Given the library declaration:

library games.tictactoe;

The bindings code for this library is generated into a fidl_games_tictactoe_async dart library. The fidl_ prefix and _async suffix are hardcoded by the FIDL toolchain.

This code can then be imported using:

import 'package:fidl_games_tictactoe/fidl_async.dart' as tictactoe;

Constants

All constants are generated as a const. For example, the following constants:

const uint8 BOARD_SIZE = 9;
const string NAME = "Tic-Tac-Toe";

Are generated as:

const int BOARD_SIZE = 9;
const String NAME = "Tic-Tac-Toe";

The correspondence between FIDL primitive types and Dart types is outlined in built-in types.

Fields

This section describes how the FIDL toolchain converts FIDL types to native types in Dart. These types can appear as members in an aggregate type, as parameters to a protocol method, or as the type contained in an event or method response Future.

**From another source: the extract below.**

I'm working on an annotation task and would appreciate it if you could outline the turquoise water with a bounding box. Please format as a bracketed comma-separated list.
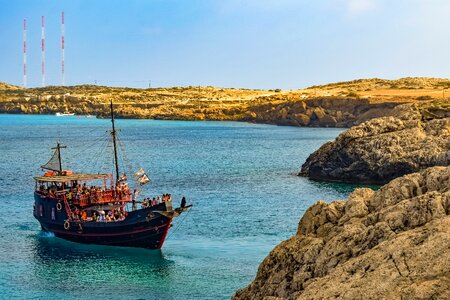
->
[0, 115, 357, 299]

Nullable types do not have different generated types than their non-nullable counterparts in Dart.

Built-in types

The FIDL types are converted to Dart types based on the following table:

FIDL Type Dart Type
bool bool
int8, int16, int32, int64, uint8, uint16, uint32, uint64 int
float32, float64 double
array<int8>:N, vector<int8>:N Int8List
array<int16>:N, vector<int16>:N Int16List
array<int32>:N, vector<int32>:N Int32List
array<int64>:N, vector<int64>:N Int64List
array<uint8>:N, vector<uint8>:N Uint8List
array<uint16>:N, vector<uint16>:N Uint16List
array<uint32>:N, vector<uint32>:N Uint32List
array<uint64>:N, vector<uint64>:N Uint64List
array<float32>:N, vector<float32>:N Float32List
array<float64>:N, vector<float64>:N Float64List
array<T>:N, vector<T>:N List<T>
string String
request<P> fidl.InterfaceRequest<P>
P fidl.InterfaceHandle<P>
handle<channel> zircon.Channel
handle<eventpair> zircon.EventPair
handle<socket> zircon.Socket
handle<vmo> zircon.Vmo
handle<S>, handle zircon.Handle

Response and event parameters

Method response and event types (see Protocols) are represented using Future<T>, where T is a type containing all of the response/event parameters. This section describes how the FIDL toolchain generates this inner type T.

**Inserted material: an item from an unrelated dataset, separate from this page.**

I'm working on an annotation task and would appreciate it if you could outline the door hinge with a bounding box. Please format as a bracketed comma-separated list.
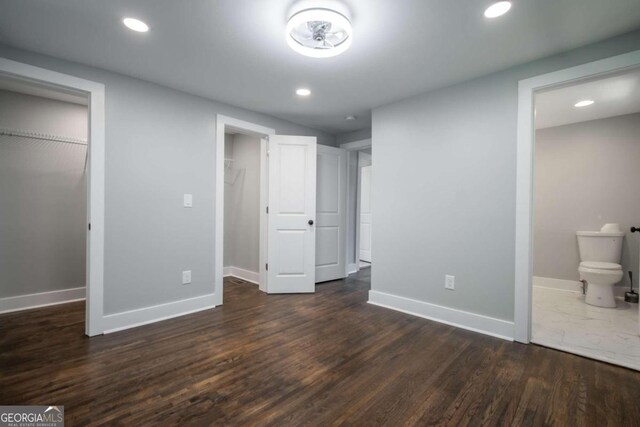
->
[265, 263, 268, 271]
[88, 223, 91, 231]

  • Empty responses and events use void.
  • Responses and events with a single parameter T just use T as the response or event type.
  • Responses and events with multiple parameters use a generated wrapper class which follows the naming scheme [Protocol]$[Method]$Response. For example, an event OnOpponentMove for protocol TicTacToe that has multiple parameters would use generated class TicTacToe$OnOpponentMove$Response. This class provides a single method: the constructor, which has positional arguments corresponding to the response or event parameters.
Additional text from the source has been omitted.